Et puis, il y a ce qui se passe durant la rédaction du rapport d’analyse statistique : cette fois-ci, le statisticien est à blâmer. Le logiciel SAS, quand on lui demande de sortir le pourcentage de A (variable binaire) parmi B (variable binaire), en affiche 27 différents, parce qu’il affiche un tableau de contingence 3×3 (OUI, NON, TOTAL) avec 3 pourcentages (en ligne, en colonne, sur total général) par cellule. Pour ceux qui recopient à la main le pourcentage dans le rapport d’analyse, il faut choisir le seul bon pourcentage sur les 27 présentés. Ensuite, il y a la pratique de remplissage des tableaux cellule par cellule, copiant un à un les résultats des sorties logicielles dans le tableau. Il y a même la pratique d’inversion des risques relatifs ou odds ratio, présentés à l’envers par le logiciel, à la calculatrice. Enfin, lors d’une mise à jours de la base de données, il est nécessaire de recalculer toutes les statistiques du rapport. L’idéal est de générer le rapport d’analyse entièrement à partir du script (p.e. avec R markdown), mais ce genre de pratique n’est pas rapporté dans les articles.

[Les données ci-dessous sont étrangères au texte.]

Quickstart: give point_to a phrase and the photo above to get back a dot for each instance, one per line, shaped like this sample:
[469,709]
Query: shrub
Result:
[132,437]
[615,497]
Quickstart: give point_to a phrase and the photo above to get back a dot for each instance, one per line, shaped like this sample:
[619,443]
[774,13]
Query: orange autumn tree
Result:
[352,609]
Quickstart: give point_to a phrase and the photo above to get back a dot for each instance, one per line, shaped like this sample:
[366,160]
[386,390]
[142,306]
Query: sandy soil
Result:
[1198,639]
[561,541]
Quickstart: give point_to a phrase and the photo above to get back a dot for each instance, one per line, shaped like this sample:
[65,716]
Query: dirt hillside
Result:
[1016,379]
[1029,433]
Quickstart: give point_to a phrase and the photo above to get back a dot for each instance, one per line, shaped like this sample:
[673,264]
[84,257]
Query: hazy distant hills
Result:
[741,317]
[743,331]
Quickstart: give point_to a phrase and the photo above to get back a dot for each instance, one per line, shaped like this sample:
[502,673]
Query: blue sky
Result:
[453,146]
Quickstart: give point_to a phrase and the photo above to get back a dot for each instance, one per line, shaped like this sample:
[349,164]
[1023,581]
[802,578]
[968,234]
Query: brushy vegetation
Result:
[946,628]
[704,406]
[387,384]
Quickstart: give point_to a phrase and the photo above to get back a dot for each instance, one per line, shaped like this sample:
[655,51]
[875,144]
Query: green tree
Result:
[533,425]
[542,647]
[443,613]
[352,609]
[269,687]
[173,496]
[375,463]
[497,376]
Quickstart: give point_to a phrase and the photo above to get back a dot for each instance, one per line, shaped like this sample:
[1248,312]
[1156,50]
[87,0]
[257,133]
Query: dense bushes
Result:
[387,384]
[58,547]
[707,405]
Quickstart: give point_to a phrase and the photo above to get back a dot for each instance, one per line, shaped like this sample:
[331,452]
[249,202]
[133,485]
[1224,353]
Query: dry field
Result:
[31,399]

Ensuite, il y a les erreurs de recopie du rapport d’analyse dans l’article : avec les mauvais doigts, il est même possible de copier-coller un tableau complet en rajoutant des erreurs en plein milieu du tableau. Bien sûr, le texte est l’endroit où il y a le plus d’erreurs de recopie possible, notamment sur le contexte entourant un chiffre. Par exemple, la phrase « le pourcentage de diabétiques parmi les insuffisants rénaux de stade III qui ont survécu au-delà de deux ans de suivi était estimé à X% », deviendra « le pourcentage d’insuffisants rénaux parmi les diabétiques était de X% ».
Il est dommage que le travail des vrais gestionnaires de données, techniciens d’étude clinique et attachés de recherche clinique ne soit pas valorisé dans les articles ; il faudrait aussi publier les rapports d’analyse statistique.